Ohrfeigen für Stiefsohn: Mann vor Gericht
Prozess Angeklagter aus dem Raum Aichach steht unter großem psychischen Druck. Dann brennen ihm die Sicherungen durch. Was die Richterin jetzt von ihm fordert
Aichach Die Sicherung brannte einem 44-Jährigen aus dem Raum Aichach im August 2018 durch. Er stürmte ins Zimmer seines 15-jährigen Stiefsohnes, ohrfeigte ihn zwei Mal und schrie ihn an, dass er verschwinden solle. Vor Jugendrichterin Eva-Maria Grosse gab der 44-Jährige das unumwunden zu. Er musste sich am Dienstag wegen Körperverletzung vor dem Jugendgericht Aichach verantworten. Der Vorfall hat eine Vorgeschichte.
Der Angeklagte stand offenbar unter großem psychischen Druck. Der 15-Jährige kam und ging seit einigen Monaten, wie er wollte; er schwänzte die Schule und ging sogar mit einem Messer auf seine Mutter los. „Da hat sich wahnsinnig viel aufgebaut in mir“, sagte der Angeklagte über die psychische Belastung, die er angesichts der familiären Situation empfand.
An dem genannten Abend im August war der 44-Jährige mit einem Freund unterwegs, trank viel und schüttete ihm sein Herz wegen seines Stiefsohnes aus. Wieder daheim, rauchte er noch eine Zigarette. „Und dann hat es bei mir den Schalter umgelegt“, sagt er über das, was dann passierte.

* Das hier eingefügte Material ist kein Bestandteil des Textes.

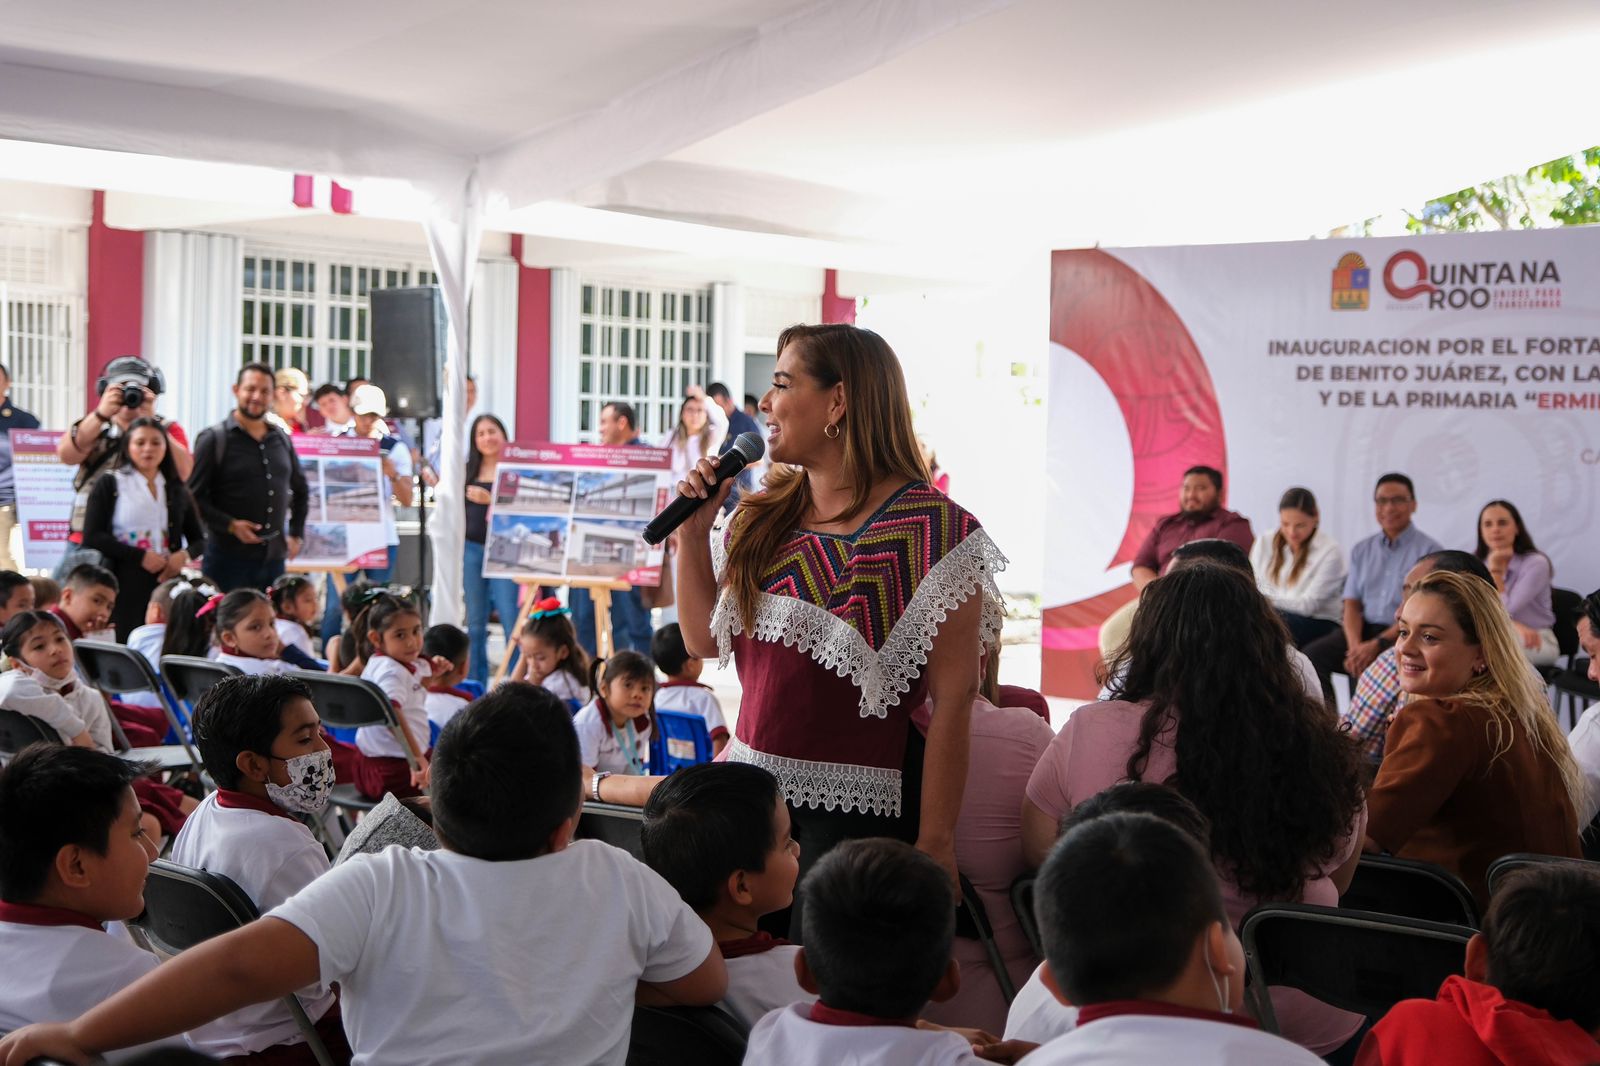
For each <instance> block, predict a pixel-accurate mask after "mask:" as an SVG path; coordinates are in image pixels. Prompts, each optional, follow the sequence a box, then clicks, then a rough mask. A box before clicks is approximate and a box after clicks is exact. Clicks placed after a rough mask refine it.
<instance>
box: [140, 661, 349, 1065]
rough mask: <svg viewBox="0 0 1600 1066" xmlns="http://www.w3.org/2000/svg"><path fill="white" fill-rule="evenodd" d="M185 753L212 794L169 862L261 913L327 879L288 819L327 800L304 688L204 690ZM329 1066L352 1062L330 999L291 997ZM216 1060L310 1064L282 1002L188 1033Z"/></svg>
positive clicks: (196, 1047) (324, 766)
mask: <svg viewBox="0 0 1600 1066" xmlns="http://www.w3.org/2000/svg"><path fill="white" fill-rule="evenodd" d="M194 735H195V746H197V747H198V749H200V759H202V760H203V762H205V768H206V771H208V773H210V775H211V779H213V781H216V786H218V787H216V791H214V792H211V795H208V797H206V799H205V800H203V802H202V804H200V807H198V808H197V810H195V812H194V813H192V815H190V816H189V821H186V823H184V828H182V831H179V834H178V839H176V840H174V842H173V852H171V860H173V861H174V863H178V864H181V866H192V868H195V869H205V871H210V872H213V874H221V876H222V877H227V879H229V880H232V882H234V884H235V885H238V887H240V888H242V890H243V893H245V895H246V896H250V900H251V903H254V904H256V909H258V911H261V912H266V911H270V909H272V908H275V906H278V904H280V903H283V901H285V900H288V898H290V896H293V895H294V893H296V892H301V890H302V888H306V885H309V884H312V882H314V880H317V879H318V877H322V876H323V874H326V872H328V871H330V869H331V864H330V863H328V853H326V852H323V850H322V844H318V842H317V839H315V837H314V836H312V832H310V829H307V828H306V823H302V821H301V820H299V818H298V815H320V813H322V810H323V807H326V804H328V795H330V794H331V792H333V755H331V752H330V751H328V743H326V741H325V739H323V736H322V719H320V717H317V707H314V706H312V703H310V690H309V688H307V687H306V683H304V682H301V680H296V679H293V677H283V675H274V674H258V675H243V677H227V679H224V680H221V682H218V683H216V685H213V687H211V688H210V690H208V691H206V693H205V696H202V698H200V703H198V704H197V706H195V712H194ZM298 996H299V1000H301V1007H302V1008H304V1010H306V1015H307V1016H309V1018H310V1021H312V1023H314V1024H315V1026H317V1032H318V1034H320V1036H322V1040H323V1045H325V1047H326V1048H328V1052H330V1053H331V1055H333V1058H334V1061H341V1063H347V1061H349V1058H350V1050H349V1044H347V1042H346V1037H344V1028H342V1026H341V1023H339V1012H338V1008H336V999H334V996H333V992H331V991H330V989H328V988H326V986H315V984H314V986H309V988H306V989H301V991H299V992H298ZM189 1044H190V1045H192V1047H194V1048H195V1050H200V1052H205V1053H208V1055H214V1056H218V1058H232V1056H238V1055H254V1053H258V1052H266V1050H267V1048H272V1061H274V1064H275V1066H288V1064H290V1063H302V1064H304V1066H315V1063H317V1060H315V1056H314V1055H312V1052H310V1048H309V1047H307V1045H306V1039H304V1037H302V1036H301V1032H299V1026H298V1024H296V1023H294V1016H293V1015H291V1013H290V1010H288V1007H285V1005H283V1000H274V1002H269V1004H256V1005H253V1007H245V1008H243V1010H238V1012H234V1013H230V1015H227V1016H224V1018H219V1020H216V1021H213V1023H208V1024H203V1026H198V1028H195V1029H194V1031H190V1032H189Z"/></svg>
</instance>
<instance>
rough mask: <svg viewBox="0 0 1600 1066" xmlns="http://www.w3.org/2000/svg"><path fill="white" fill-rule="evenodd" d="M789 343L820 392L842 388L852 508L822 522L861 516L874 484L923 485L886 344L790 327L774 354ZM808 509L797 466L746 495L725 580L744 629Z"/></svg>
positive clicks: (789, 345)
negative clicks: (732, 590)
mask: <svg viewBox="0 0 1600 1066" xmlns="http://www.w3.org/2000/svg"><path fill="white" fill-rule="evenodd" d="M790 344H794V346H795V352H797V354H798V355H800V362H802V365H803V367H805V373H806V375H808V376H811V378H814V379H816V383H818V384H819V386H821V387H822V389H830V387H834V386H835V384H838V383H843V386H845V418H843V419H842V421H840V423H838V426H840V429H842V431H843V432H842V437H843V440H845V479H846V482H848V483H850V503H848V504H846V506H845V509H843V511H840V512H838V514H834V515H826V517H821V519H818V522H821V523H827V522H838V520H842V519H846V517H850V515H856V514H861V509H862V507H864V506H866V503H867V499H869V498H870V496H872V490H874V487H875V485H878V483H880V482H885V480H891V479H899V480H904V482H926V480H928V477H930V475H928V466H926V464H925V463H923V459H922V448H918V447H917V434H915V431H914V429H912V418H910V400H909V399H907V397H906V375H904V373H902V371H901V365H899V359H898V357H896V355H894V349H891V347H890V346H888V343H886V341H885V339H883V338H882V336H878V335H877V333H872V331H870V330H859V328H856V327H853V325H792V327H789V328H787V330H784V331H782V333H781V335H779V336H778V354H779V355H782V352H784V349H787V347H789V346H790ZM810 506H811V487H810V482H808V480H806V472H805V469H803V467H798V466H784V467H773V472H771V474H768V475H766V491H763V493H755V495H752V496H746V498H744V501H742V503H741V504H739V509H738V511H734V514H733V538H731V544H730V547H728V568H726V571H725V575H723V581H725V583H726V586H728V587H730V589H733V602H734V607H738V610H739V618H741V619H742V623H744V629H746V631H749V629H752V627H754V624H755V605H757V600H758V597H760V592H762V575H763V573H765V571H766V568H768V567H771V565H773V562H774V560H776V557H778V551H779V549H781V547H782V544H784V541H787V539H789V538H790V536H792V535H794V531H795V530H797V528H798V527H800V522H802V520H803V519H805V514H806V511H808V509H810Z"/></svg>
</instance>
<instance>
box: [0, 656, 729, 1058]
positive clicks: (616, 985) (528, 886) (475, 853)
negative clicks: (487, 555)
mask: <svg viewBox="0 0 1600 1066" xmlns="http://www.w3.org/2000/svg"><path fill="white" fill-rule="evenodd" d="M432 767H434V779H432V810H434V826H435V829H437V831H438V837H440V844H442V845H443V850H438V852H414V850H405V848H387V850H384V852H379V853H376V855H360V856H357V858H354V860H350V861H349V863H344V864H341V866H338V868H336V869H333V871H330V872H328V874H325V876H323V877H320V879H317V880H315V882H314V884H310V885H307V887H306V888H304V890H302V892H301V893H299V895H296V896H294V898H293V900H290V901H288V903H285V904H283V906H280V908H277V909H275V911H272V912H270V914H267V916H266V917H262V919H261V920H258V922H253V924H250V925H246V927H245V928H242V930H237V932H234V933H227V935H224V936H218V938H216V940H211V941H206V943H205V944H200V946H198V948H192V949H189V951H186V952H184V954H181V956H179V957H176V959H173V960H171V962H168V964H165V965H162V968H160V970H157V972H155V973H152V975H149V976H147V978H144V980H142V981H138V983H136V984H134V986H133V988H128V989H125V991H123V992H120V994H117V996H114V997H110V999H109V1000H107V1002H104V1004H101V1005H99V1007H96V1008H94V1010H91V1012H88V1013H86V1015H83V1016H82V1018H78V1020H77V1021H72V1023H69V1024H59V1026H40V1028H32V1029H26V1031H22V1032H14V1034H11V1036H10V1037H6V1039H5V1040H0V1061H8V1060H6V1055H11V1056H13V1058H11V1060H10V1061H27V1060H29V1058H30V1056H37V1055H50V1056H54V1058H67V1060H74V1061H77V1060H82V1058H83V1056H86V1055H90V1053H93V1052H99V1050H104V1048H109V1047H122V1045H126V1044H133V1042H138V1040H146V1039H150V1037H152V1036H160V1034H165V1032H174V1031H179V1029H184V1028H187V1026H195V1024H198V1023H202V1021H208V1020H211V1018H218V1016H221V1015H224V1013H229V1012H232V1010H238V1008H240V1007H243V1005H246V1004H254V1002H262V1000H269V999H277V997H280V996H286V994H288V992H291V991H294V989H299V988H302V986H306V984H310V983H314V981H317V980H322V981H323V983H325V984H331V983H334V981H338V983H339V984H341V1007H342V1012H344V1018H346V1031H347V1032H349V1034H350V1044H352V1047H354V1048H355V1053H357V1056H360V1060H362V1061H368V1063H382V1064H384V1066H410V1064H413V1063H414V1064H418V1066H421V1064H424V1063H442V1061H461V1063H534V1061H541V1063H608V1064H614V1066H622V1063H624V1061H626V1058H627V1044H629V1031H630V1028H632V1008H634V997H635V989H637V991H638V992H642V994H643V992H645V989H638V988H637V986H638V984H640V983H648V984H651V986H658V994H659V996H661V997H664V999H669V1000H670V1002H677V1004H685V1005H709V1004H715V1002H717V1000H720V999H722V996H723V992H725V991H726V986H728V978H726V970H725V968H723V962H722V956H720V954H718V952H717V949H715V944H714V943H712V938H710V930H707V928H706V924H704V922H701V920H699V919H698V917H694V912H693V911H691V909H690V908H688V906H686V904H685V903H683V901H682V900H678V898H677V893H675V892H672V887H670V885H667V884H666V882H664V880H661V877H659V876H658V874H654V872H653V871H651V869H648V868H646V866H643V864H642V863H638V861H635V860H634V858H632V856H630V855H627V853H626V852H622V850H619V848H613V847H608V845H605V844H600V842H597V840H578V842H574V840H573V829H574V828H576V824H578V815H579V807H581V797H579V789H581V781H582V775H581V768H579V763H578V735H576V733H574V731H573V722H571V714H570V712H568V709H566V704H563V703H562V701H560V699H557V698H555V696H552V695H550V693H547V691H544V690H541V688H536V687H533V685H523V683H509V685H502V687H501V688H498V690H494V691H493V693H490V695H488V696H485V698H483V699H478V701H475V703H474V704H472V706H470V707H467V709H466V711H462V712H461V714H458V715H456V717H454V719H453V720H451V722H450V725H446V727H445V731H443V735H440V738H438V746H437V747H435V751H434V763H432ZM574 887H582V890H581V892H579V893H578V895H574V892H576V888H574ZM552 900H568V901H573V906H568V908H562V906H552V904H550V901H552ZM574 908H576V909H574ZM574 916H584V917H587V919H590V920H573V919H574Z"/></svg>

Er ging hoch in das Zimmer des 15-Jährigen, packte ihn am Kragen und schrie ihn an: Er solle verschwinden. Dann schlug der Angeklagte dem Jungen zwei Mal mit der flachen Hand ins Gesicht. Unumwunden gab der 44-Jährige zu: „An dem Abend konnte er nichts dafür.“Der 15-Jährige hatte nichts gemacht. Aber dem Angeklagten waren die Sicherungen durchgebrannt.
Am nächsten Tag entschuldigte er sich dafür bei dem Jungen. Der 15-Jährige bestätigte das. „Ich bin nicht nachtragend“, sagte er. Er lebt inzwischen in einer betreuten Wohngemeinschaft und kommt nur am Wochenende heim. Beide versuchen, den Rat eines Psychologen zu beherzigen, Distanz zu wahren und sich aus dem Weg zu gehen. „Es eskaliert nichts mehr“, sagte der Angeklagte zum aktuellen Verhältnis.
Ganz „ohne anwaltlichen Schubs“, wie Verteidigerin Carina Grübl es formulierte, suchte sich der 44-Jährige therapeutische Hilfe. Erst bei der Suchtfachambulanz wegen seines Alkoholproblems. Demnächst will er eine psychotherapeutische Behandlung beginnen.
Staatsanwalt Konstantin Huber hielt dem Angeklagten zugute, dass das problematische Verhältnis zu seinem Stiefsohn heute nicht mehr besteht: „An der Front ist wohl nichts mehr zu erwarten.“Gegen den 44-Jährigen sprach jedoch aus Hubers Sicht die lange Vorstrafenliste, in der auch öfter Körperverletzung auftaucht. Zuletzt hatte er deswegen erst im Oktober vor Gericht gestanden. Huber forderte daher eine Freiheitsstrafe von sechs Monaten auf Bewährung. Als Auflage plädierte er für eine Therapie wegen der Alkohol- und Aggressionsproblematik des Angeklagten sowie eine Geldstrafe von 2000 Euro.
Verteidigerin Grübl wies darauf hin, dass ihr Mandant ungeschönt alles zugegeben hatte. „Er bemüht sich stark, seine Probleme in den Griff zu bekommen.“Sie sprach sich für eine dreimonatige Bewährungsstrafe aus und stellte die Auflagen ins Ermessen des Gerichts.
Jugendrichterin Grosse verurteilte den Angeklagten zu sechs Monaten auf Bewährung. Als Auflage muss er insgesamt 1500 Euro an die Suchtfachambulanz der Caritas Aichach zahlen, seine Gespräche dort fortsetzen und eine stationäre Therapie machen. Neben den vielen Punkten, die Grosse zugunsten des Angeklagten wertete, sprach einer sehr gegen ihn: „Es wiegt für mich sehr schwer, dass Sie ein Kind angehen, als es nichts tut, und ihm noch sagen, es soll verschwinden.“Der 44-Jährige nahm das Urteil an.